Berawal dari permohonan perizinan penggarapan sebuah proyek, para pengusaha atau kontraktor ini lantas mendekati para penguasa (red. Kepala Daerah) melalui para pejabat birokrasinya untuk lantas mengatur hal -hal yang dapat digunakan untuk mempermudah keluarnya izin penggarapan proyek. Hal ini termasuk pemberian ” uang pelicin” atau uang “tanda terimakasih” yang berujung pada praktik suap maupun gratifikasi seperti yang dialami oleh Nurdin Abdullah dan beberapa Kepala Daerah yang telah ditangkap oleh Komisi Pemberantasan Korupsi ( KPK ) sebelumnya.
Hal ini yang kemudian berusaha digambarkan secara eksklusif oleh Bagus Sudarmanto, Kriminolog dari Universitas Indonesia pada readtimes.id menyoal kasus korupsi Kepala Daerah yang senantiasa menggandeng para kontraktor korup
“Dalam kriminologi, korupsi amat lekat dengan pertimbangan rasional, dalam konteks ini untung rugi sebagai ‘biaya’ dari bisnis. Misalnya, jika proses perizinan secara formal akan memakan waktu lama, yang kemudian berdampak pada biaya, maka bisa saja dalam kalkulasi para kontraktor tersebut, menyuap pejabat yang bersangkutan menjadi jalan yang paling efektif dan cost efficient ” terangnya
Dalam penjelasannya pihaknya juga mengatakan bahwa pada dasarnya skandal kasus korupsi yang melibatkan kerah putih sejatinya tidak dapat dilihat sebagai suatu fenomena yang berdiri sendiri. Melainkan sesuatu yang melalui proses belajar yang komprehensif oleh para pelakunya, mulai dari modus hingga rasionalisasinya.
Ketika disinggung mengenai apakah skandal lingkaran rent seeking yang melibatkan penguasa, pengusaha dan birokrasi ini adalah sebuah fenomena negara berkembang, Bagus Sudarmanto melihat ini adalah sesuatu yang umum terjadi pada setiap negara jika itu dilihat dari pandangan rasional, analisa cost benefit atas keputusan bisnis.
Namun mengapa praktiknya marak terjadi di negara berkembang karena korupsi dan suap itu sudah demikian membudaya di semua lapisan, bahkan sampai memasuki pada sistem peradilan pidana itu sendiri. Dan sudah menjadi rahasia umum seperti yang terjadi di Indonesia
Bagaimana cara penanganannya ?
Menurut Kriminolog sekaligus wartawan senior di media ternama di Jakarta ini para penegak hukum harus kembali mengenali faktor -faktor pemicu tindakan korup atau yang yang kemudian disebut sebagai fraud triangle yaitu pressure, opportunity, dan rationalization oleh Donal R Cressey (1950).
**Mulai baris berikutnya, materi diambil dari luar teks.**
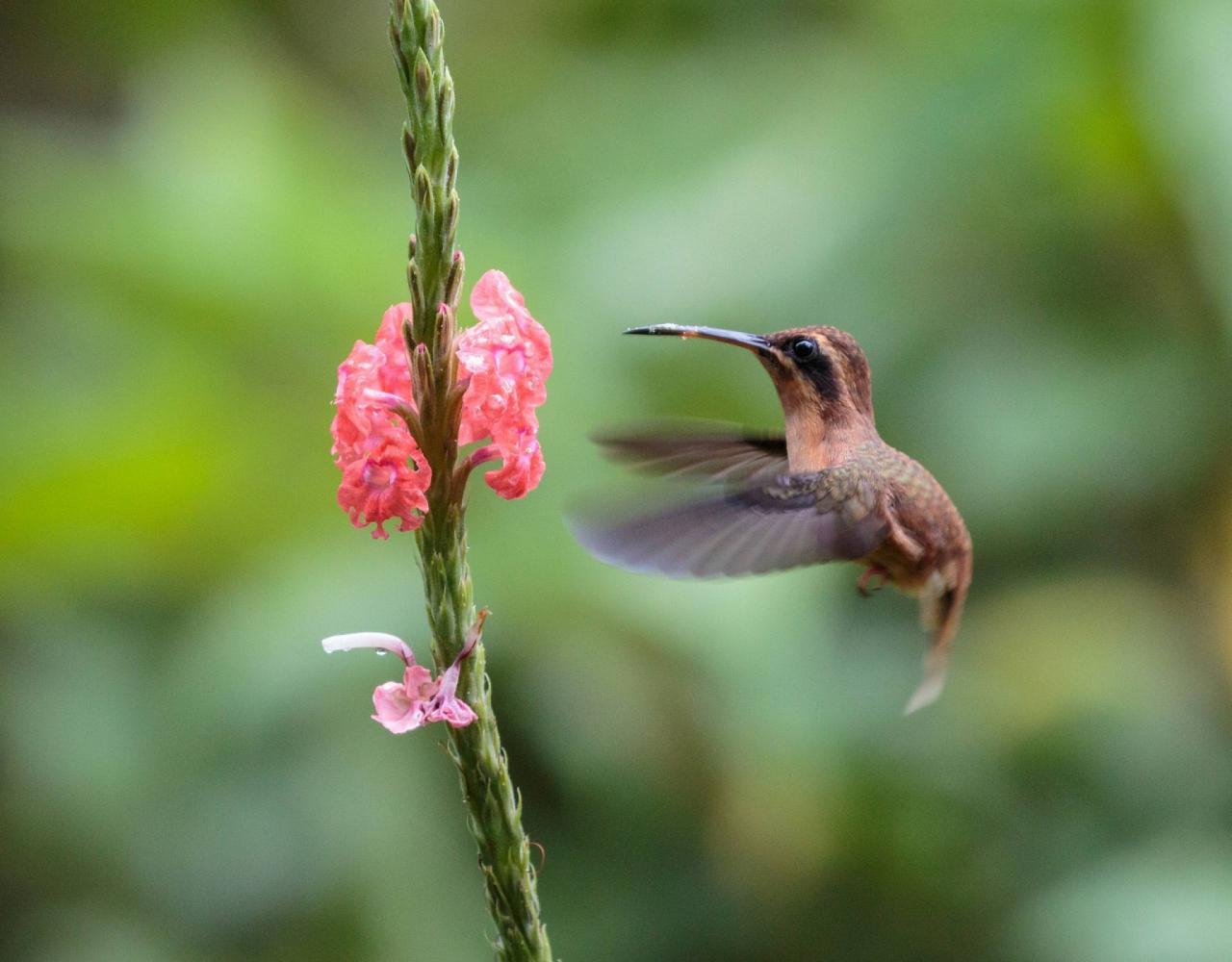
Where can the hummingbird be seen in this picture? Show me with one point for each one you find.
(827, 488)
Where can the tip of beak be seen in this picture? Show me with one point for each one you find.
(678, 329)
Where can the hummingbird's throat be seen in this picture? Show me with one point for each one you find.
(817, 436)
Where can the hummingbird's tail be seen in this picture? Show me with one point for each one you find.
(940, 611)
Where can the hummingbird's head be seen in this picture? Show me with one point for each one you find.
(821, 373)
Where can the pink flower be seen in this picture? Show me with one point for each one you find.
(385, 474)
(508, 357)
(419, 698)
(379, 484)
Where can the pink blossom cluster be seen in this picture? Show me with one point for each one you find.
(505, 357)
(385, 474)
(508, 356)
(417, 699)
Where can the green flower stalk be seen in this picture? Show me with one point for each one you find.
(405, 405)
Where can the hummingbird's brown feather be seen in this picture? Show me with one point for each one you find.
(712, 452)
(792, 521)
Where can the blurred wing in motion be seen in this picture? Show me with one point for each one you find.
(708, 451)
(761, 527)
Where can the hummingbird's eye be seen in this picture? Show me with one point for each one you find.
(804, 348)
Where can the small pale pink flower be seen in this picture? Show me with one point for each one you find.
(419, 698)
(508, 356)
(385, 474)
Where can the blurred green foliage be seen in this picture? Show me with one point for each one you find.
(1024, 212)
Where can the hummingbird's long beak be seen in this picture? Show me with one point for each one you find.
(749, 342)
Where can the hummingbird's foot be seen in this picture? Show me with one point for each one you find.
(883, 576)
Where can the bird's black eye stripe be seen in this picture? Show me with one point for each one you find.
(804, 348)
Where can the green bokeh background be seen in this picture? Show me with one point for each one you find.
(1023, 211)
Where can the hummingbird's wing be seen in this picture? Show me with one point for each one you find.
(787, 522)
(713, 452)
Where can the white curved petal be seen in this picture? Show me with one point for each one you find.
(378, 641)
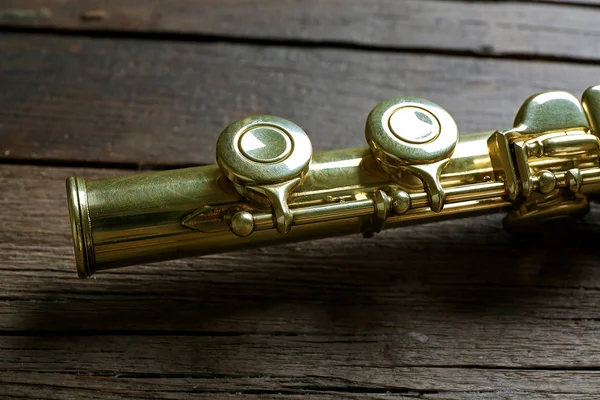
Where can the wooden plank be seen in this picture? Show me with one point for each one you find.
(164, 103)
(424, 309)
(321, 318)
(497, 27)
(400, 383)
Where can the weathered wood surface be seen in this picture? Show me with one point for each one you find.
(325, 318)
(454, 310)
(164, 103)
(492, 27)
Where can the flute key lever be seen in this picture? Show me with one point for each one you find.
(269, 188)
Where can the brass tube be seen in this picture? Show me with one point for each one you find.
(269, 188)
(137, 219)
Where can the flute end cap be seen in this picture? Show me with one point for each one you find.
(79, 218)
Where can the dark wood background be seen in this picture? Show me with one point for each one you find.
(454, 310)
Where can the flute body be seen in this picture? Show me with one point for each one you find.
(269, 188)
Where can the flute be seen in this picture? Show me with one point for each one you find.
(269, 188)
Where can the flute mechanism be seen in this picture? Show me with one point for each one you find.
(269, 187)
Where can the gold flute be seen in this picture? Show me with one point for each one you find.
(269, 188)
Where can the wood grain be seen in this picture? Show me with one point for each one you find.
(424, 317)
(164, 103)
(492, 27)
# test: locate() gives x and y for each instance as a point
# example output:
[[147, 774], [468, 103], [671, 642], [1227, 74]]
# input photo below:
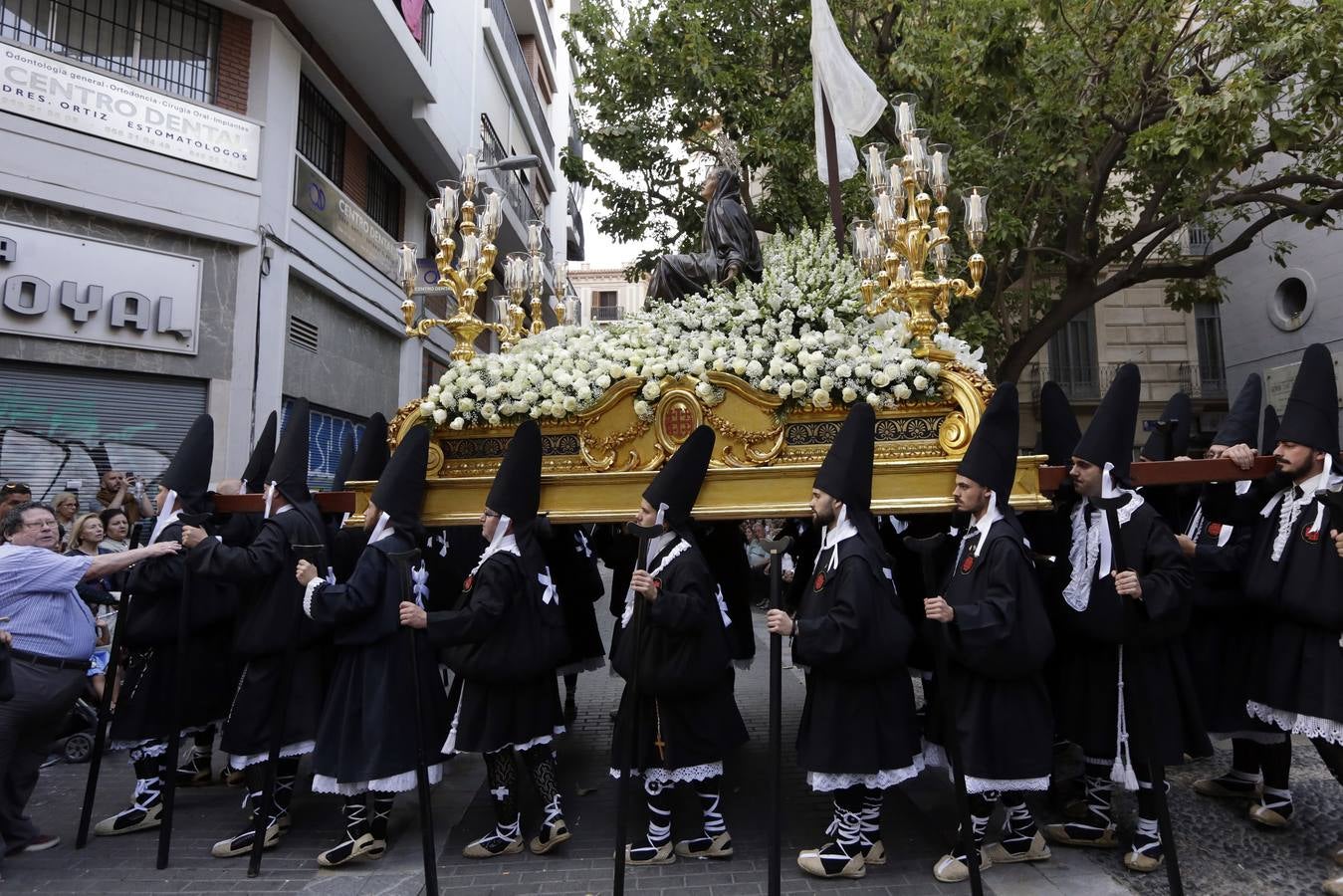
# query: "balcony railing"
[[1205, 384], [524, 76], [1082, 383]]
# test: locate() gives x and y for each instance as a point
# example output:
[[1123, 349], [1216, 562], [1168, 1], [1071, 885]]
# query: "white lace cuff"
[[1296, 723], [308, 595]]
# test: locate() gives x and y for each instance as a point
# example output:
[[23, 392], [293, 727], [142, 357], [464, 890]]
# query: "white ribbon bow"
[[551, 594]]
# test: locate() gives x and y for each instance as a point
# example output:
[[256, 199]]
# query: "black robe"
[[150, 619], [1161, 704], [505, 692], [573, 568], [728, 241], [1225, 627], [997, 648], [687, 718], [272, 627], [366, 729], [858, 718], [1296, 679]]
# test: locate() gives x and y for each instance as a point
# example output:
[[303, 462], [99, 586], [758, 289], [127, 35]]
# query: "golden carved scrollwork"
[[596, 460]]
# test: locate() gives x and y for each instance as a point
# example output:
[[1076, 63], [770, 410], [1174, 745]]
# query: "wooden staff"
[[926, 549], [776, 550]]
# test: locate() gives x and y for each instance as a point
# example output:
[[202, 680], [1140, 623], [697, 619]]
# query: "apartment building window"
[[1212, 362], [606, 305], [384, 196], [168, 45], [322, 131], [1072, 357]]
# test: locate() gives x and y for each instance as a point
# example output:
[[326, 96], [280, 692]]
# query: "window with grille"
[[1072, 357], [168, 45], [322, 131], [1212, 365], [384, 196]]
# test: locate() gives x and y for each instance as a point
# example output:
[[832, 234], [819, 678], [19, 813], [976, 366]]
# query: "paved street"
[[1220, 852]]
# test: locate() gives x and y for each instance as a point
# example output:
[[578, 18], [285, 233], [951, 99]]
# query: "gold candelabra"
[[893, 249], [470, 276]]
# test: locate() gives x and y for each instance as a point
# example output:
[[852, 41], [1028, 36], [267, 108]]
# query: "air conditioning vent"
[[303, 334]]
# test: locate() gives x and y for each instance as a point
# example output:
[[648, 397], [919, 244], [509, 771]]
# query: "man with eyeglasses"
[[11, 496], [53, 637]]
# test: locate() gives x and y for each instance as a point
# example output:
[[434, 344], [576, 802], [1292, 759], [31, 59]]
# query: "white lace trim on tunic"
[[1296, 723], [1091, 545], [300, 749], [826, 782], [393, 784], [676, 776]]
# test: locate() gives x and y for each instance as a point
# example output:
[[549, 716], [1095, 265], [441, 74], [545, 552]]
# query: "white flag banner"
[[853, 97]]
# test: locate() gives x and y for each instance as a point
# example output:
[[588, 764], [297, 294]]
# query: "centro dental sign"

Para penegak hukum harus memahami bahwa tekanan (pressure) dapat muncul baik dalam konteks tekanan pribadi dan sosial pelaku, maupun tekanan secara sistemik yang kemudian memberi ruang pada ‘solusi alternatif’. Kesempatan ( oppurtunity) dapat muncul sebagai konsekuensi dari tekanan, begitupula lemahnya oversight dalam sistem perizinan, proyek dan tender sehingga mudah bagi para pelaku untuk melakukan persekongkolan jahat. Rasionalisasi tentu lekat dengan pertimbangan cost benefit dari biaya bisnis (cost of doing bussiness)
Ini semua perlu dikenali dengan baik oleh para penegak hukum agar penanganan kasus korupsi di tataran pengambil kebijakan yang melibat birokrasi dan pengusaha dapat dilakukan dengan cepat dan tepat.